When the Cumbees first came here nine years ago, downton Elloree consisted of little more than the town hall and a dozen dilapidated buildings. Once virtually empty of both people and businesses, those vintage buildings now house busy shops, restaurants, and contemporary residences.
Leading the Way
Elloree was a hub of commerce in the early 1900s, but the 20th century saw a steady decline. That is, until Danny and Beckie launched the renewal of a downtrodden downtown.
We had been in Charleston to explore opening a gallery there , and we stopped in Elloree to stretch our legs, says Danny. We found this huge abandoned 1908 building and quickly decided we could thrive on both professional and personal fronts here. The wide street, the old buildings, and lots of potenial are what lured us to Elloree.
The professional part--a shop called South by Southwest--now occupies the ground floor of that building. The store features Southern and Southwestern art and American Indian jewelry, as well as custom framing.
The Cumbees live on the building's second floor. Their two-bedroom, two-bath flat of 1,600 square feet boasts original woodwork, exposed brick, and a Charleston-style back garden.
New Business in Antiques
The Cumbees may have ignited Elloree's downtown renewal, but it took devoted locals to make Cleveland Street more than a one-shop stop. Among them are six antiques shops and several others that include antiques as part of thier stock.
When I opened five years ago, there were three antiques shops on this block and little else, says Faye Bookhart, owner of Burkhardt, Ltd. Antiques. Thanks to the opening of more shops and our spring and fall fairs, many people come for the antiques and then stay for a meal, a visit to our great museum, and maybe an extra night or two.
The Elloree Heritage Museum & Culture Center opened in 2002, thanks to the fund raising and volunteer work of the townspeople. The museum documents area history with displays of vintage farm equipment (including an original cotton gin), the actual log cabin of Ellorees founder, a smokehouse, and more.
Here to Stay
Those who explore the museum or shop til they drop can take a break at Amporns Thai Cuisine, another Cleveland Street success story. Locals delight in Amporn Appleby's dishes. I include Southern ingredients in recipes adapted from my homeland, she says. That means catfish may be topped with a spicy Thai sauce, or collard greens may be incorporated into authentic Thai fare.

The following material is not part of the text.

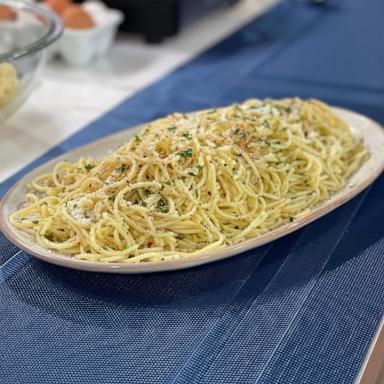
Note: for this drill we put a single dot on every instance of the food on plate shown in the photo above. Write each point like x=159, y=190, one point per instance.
x=188, y=184
x=8, y=83
x=76, y=17
x=7, y=13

Amporn grows her herbs in a large garden next to the restaurant. Here is typical of the alley gardens that sprout between buildings along Cleveland Street. Another of those greenspaces is known as Prayer Alley. Maintained by shop owners, this narrow garden provides a place of quiet contemplation for tired visitors or shopkeepers.
It's hard to describe the physical and philosophical changes in downtown Elloree," says town administrator John Singh. "People here are proud of what has happened on this block, and we're excited to be expanding improvements farther down Cleveland Street." These plans include additional landscaping as well as recently completed median and sidewalk enhancements.
The Cumbees often contemplate how a rest stop on a long drive led to a new home for them and a new life for the town. They're here to stay, and so is this success story.